Shaping inequalities or building social bonds? Ceremonial economy under and after socialism in Central Asia (1960-2020), (with the participation of Prof Silvia Serrano)

Project summary

This collective interdisciplinary project deals with life-cycle ceremonies and festive sociability spending; a growing phenomenon among Central Asian populations (in Kazakhstan, Kyrgyzstan, Uzbekistan and Tajikistan) that has taken ostentatious dimensions between the end of the 1960s and this day. These practices have taken on such proportion that they drove the States to legislate to mitigate their nefarious effect on the national economic development and the individual household budgets. This project proposes to study the extent of this phenomenon under a dual perspective. Our aim is to apprehend ceremonial economy and its inflationary nature as one of the engines behind the reconfiguration of social bonds in Central Asian societies through its capacity to generate group cohesion. It will also analyse how one-upmanship and social injunctions to spend more contribute to create social differentiation and, in fine, uphold hierarchies and forms of solidarities that reinforce statutory, economic and even political inequalities. A key parameter in the analysis of these transformations is the transition from a Soviet system based on restricted or discretionary access to consumer goods to a neoliberal market economy and consumerism.

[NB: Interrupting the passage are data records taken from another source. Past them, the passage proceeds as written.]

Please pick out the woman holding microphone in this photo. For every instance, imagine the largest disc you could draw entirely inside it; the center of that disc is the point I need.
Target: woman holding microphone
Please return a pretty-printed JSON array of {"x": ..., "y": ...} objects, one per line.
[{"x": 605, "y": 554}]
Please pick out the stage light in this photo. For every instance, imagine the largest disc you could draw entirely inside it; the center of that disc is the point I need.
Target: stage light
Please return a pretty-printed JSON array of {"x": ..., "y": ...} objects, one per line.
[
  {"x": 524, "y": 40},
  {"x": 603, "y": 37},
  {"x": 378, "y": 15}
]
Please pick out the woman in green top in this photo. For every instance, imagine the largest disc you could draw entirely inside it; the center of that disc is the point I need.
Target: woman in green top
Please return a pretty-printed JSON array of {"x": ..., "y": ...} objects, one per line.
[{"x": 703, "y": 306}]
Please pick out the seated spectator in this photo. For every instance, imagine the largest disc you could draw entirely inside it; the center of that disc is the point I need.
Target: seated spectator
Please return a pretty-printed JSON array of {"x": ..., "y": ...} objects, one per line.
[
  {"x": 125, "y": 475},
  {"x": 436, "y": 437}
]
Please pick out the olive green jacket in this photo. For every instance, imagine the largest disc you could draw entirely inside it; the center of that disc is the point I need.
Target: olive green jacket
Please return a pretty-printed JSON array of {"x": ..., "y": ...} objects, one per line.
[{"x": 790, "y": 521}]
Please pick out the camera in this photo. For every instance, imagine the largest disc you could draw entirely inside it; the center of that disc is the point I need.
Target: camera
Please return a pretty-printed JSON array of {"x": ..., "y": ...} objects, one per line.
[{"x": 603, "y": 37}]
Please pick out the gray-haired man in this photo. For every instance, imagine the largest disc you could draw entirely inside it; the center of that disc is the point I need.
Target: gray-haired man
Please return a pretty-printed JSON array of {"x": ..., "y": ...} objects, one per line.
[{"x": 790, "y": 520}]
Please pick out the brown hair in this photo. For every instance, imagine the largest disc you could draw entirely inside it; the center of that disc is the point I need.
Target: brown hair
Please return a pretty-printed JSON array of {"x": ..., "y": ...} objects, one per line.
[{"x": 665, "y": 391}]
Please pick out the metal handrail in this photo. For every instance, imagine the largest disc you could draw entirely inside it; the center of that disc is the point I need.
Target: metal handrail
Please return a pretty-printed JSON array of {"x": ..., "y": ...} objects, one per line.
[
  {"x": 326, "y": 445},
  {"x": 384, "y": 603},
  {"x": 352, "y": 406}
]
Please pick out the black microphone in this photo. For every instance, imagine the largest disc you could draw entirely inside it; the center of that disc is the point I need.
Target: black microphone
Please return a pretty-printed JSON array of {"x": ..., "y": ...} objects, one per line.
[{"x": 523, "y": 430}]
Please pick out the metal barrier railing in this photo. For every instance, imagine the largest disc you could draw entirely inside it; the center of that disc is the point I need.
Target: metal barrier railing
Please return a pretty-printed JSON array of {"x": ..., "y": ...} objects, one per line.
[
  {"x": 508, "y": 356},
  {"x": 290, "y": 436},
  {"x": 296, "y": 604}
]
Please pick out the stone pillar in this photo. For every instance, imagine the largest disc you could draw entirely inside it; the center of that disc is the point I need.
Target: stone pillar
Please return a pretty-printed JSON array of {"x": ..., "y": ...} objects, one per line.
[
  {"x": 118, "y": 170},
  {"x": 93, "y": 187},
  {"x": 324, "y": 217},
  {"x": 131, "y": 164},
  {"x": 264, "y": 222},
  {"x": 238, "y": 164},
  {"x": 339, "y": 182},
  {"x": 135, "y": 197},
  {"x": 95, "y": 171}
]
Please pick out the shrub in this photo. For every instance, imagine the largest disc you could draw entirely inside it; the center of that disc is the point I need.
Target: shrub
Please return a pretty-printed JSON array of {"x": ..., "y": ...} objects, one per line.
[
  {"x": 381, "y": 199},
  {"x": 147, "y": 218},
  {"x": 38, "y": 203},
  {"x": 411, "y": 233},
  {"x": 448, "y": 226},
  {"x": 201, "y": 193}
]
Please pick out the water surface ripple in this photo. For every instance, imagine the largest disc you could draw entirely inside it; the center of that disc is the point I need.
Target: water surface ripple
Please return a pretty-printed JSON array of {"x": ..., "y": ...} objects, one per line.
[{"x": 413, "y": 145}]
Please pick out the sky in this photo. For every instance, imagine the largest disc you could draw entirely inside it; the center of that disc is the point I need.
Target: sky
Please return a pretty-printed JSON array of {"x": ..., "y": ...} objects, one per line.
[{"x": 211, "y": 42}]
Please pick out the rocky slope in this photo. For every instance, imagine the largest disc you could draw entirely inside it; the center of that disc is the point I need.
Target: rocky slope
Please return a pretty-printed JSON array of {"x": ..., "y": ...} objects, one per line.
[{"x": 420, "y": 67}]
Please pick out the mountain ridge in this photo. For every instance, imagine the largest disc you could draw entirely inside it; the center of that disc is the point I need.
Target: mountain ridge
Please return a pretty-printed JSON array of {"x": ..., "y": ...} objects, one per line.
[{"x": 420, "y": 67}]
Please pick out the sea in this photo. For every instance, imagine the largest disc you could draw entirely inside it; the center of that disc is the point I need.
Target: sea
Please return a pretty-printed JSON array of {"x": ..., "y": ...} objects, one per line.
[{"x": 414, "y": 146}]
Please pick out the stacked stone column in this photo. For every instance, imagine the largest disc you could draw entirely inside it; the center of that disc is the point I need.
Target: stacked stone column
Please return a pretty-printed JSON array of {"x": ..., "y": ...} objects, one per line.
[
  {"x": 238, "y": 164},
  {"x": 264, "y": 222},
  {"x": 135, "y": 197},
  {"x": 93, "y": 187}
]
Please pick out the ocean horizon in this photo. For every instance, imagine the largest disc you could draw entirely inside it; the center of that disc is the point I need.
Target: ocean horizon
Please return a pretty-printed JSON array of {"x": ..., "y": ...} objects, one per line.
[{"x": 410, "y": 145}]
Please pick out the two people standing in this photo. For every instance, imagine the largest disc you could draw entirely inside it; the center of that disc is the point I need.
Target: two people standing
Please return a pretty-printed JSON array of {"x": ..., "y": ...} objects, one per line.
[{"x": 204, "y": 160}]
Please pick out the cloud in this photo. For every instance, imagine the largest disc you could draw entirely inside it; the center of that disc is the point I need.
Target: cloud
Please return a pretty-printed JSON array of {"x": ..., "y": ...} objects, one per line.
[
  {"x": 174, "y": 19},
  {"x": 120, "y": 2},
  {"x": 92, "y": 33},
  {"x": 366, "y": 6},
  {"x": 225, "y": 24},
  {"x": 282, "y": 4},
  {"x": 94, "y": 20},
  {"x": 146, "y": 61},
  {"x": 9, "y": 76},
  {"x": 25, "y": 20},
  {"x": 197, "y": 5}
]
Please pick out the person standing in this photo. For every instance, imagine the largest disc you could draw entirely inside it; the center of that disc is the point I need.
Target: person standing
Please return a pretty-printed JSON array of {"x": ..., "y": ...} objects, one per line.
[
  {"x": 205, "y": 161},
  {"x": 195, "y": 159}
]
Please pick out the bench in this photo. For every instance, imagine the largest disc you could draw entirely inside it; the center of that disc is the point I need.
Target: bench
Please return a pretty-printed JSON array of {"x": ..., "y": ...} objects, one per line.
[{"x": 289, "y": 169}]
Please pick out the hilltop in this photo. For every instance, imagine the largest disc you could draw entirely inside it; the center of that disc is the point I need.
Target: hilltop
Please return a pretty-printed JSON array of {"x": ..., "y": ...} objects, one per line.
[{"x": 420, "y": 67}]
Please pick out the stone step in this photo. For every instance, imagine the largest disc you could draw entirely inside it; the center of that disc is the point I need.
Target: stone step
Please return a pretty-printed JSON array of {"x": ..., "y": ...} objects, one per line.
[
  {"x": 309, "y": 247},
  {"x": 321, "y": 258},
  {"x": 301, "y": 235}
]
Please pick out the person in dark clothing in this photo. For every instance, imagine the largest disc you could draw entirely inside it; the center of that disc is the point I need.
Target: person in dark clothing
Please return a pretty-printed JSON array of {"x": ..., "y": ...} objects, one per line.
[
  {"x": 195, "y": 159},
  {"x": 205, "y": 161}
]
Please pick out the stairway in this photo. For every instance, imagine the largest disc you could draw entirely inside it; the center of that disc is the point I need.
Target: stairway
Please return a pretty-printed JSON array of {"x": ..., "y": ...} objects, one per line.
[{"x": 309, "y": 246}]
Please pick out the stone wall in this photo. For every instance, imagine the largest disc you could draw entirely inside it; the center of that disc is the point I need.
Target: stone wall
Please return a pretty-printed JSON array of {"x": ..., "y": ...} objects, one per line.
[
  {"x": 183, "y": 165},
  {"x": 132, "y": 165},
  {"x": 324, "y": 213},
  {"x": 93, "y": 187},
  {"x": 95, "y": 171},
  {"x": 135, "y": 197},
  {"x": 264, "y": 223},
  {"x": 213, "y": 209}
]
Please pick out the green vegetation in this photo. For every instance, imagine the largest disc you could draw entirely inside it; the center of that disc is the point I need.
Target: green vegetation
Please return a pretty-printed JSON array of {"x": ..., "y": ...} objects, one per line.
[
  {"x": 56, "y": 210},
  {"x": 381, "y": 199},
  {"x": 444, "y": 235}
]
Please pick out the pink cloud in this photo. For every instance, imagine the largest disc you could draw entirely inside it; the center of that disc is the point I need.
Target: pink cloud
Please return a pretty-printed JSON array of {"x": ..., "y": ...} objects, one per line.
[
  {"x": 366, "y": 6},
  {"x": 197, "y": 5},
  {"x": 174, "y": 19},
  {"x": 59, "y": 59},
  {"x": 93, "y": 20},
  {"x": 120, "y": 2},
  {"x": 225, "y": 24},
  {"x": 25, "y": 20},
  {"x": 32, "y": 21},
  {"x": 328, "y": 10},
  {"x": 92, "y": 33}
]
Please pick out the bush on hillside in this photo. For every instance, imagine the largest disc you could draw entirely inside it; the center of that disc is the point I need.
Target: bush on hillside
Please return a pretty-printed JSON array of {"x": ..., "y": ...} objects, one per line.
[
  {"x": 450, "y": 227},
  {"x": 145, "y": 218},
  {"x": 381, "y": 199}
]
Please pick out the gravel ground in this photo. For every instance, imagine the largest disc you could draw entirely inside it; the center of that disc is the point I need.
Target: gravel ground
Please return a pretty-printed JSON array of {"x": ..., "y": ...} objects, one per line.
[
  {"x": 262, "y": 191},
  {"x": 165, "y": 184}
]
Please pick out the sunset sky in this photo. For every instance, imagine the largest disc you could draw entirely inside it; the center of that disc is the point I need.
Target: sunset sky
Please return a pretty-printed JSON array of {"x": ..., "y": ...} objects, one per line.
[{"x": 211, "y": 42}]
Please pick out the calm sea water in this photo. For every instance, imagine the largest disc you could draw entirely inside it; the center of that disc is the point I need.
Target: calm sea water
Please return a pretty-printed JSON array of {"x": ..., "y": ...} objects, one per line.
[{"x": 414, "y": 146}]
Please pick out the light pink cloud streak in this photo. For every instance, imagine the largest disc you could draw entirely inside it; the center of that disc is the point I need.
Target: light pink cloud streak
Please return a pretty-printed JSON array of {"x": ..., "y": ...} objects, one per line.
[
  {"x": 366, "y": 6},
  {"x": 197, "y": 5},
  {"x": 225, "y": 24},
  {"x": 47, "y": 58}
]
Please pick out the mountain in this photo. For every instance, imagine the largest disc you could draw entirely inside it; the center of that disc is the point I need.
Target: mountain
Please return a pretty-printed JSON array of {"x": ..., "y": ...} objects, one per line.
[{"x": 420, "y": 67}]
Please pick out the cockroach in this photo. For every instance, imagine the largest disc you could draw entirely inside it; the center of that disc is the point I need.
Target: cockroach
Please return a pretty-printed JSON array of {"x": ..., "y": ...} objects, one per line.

This research aims at shedding light on the rationales behind ceremonial economy in order to proffer a comparison to the inflationist forms it takes in many other societies over the world, such as China, Vietnam, Senegal, etc. It will help impart expertise of remarkably valuable use on these matters to public institutions, civil society and non-governmental organizations.

Project dates

2019-2023

Partnerships

Project coordinated by Isabelle Ohayon.
Centre d’étude des mondes russe, caucasien et centre-européen, CNRS/EHESS, Centre Emile Durkheim, Bordeaux Institute of Political Science/CNRS

Funding

External funding : ANR -Agence nationale de la recherche –French National Research Agency-.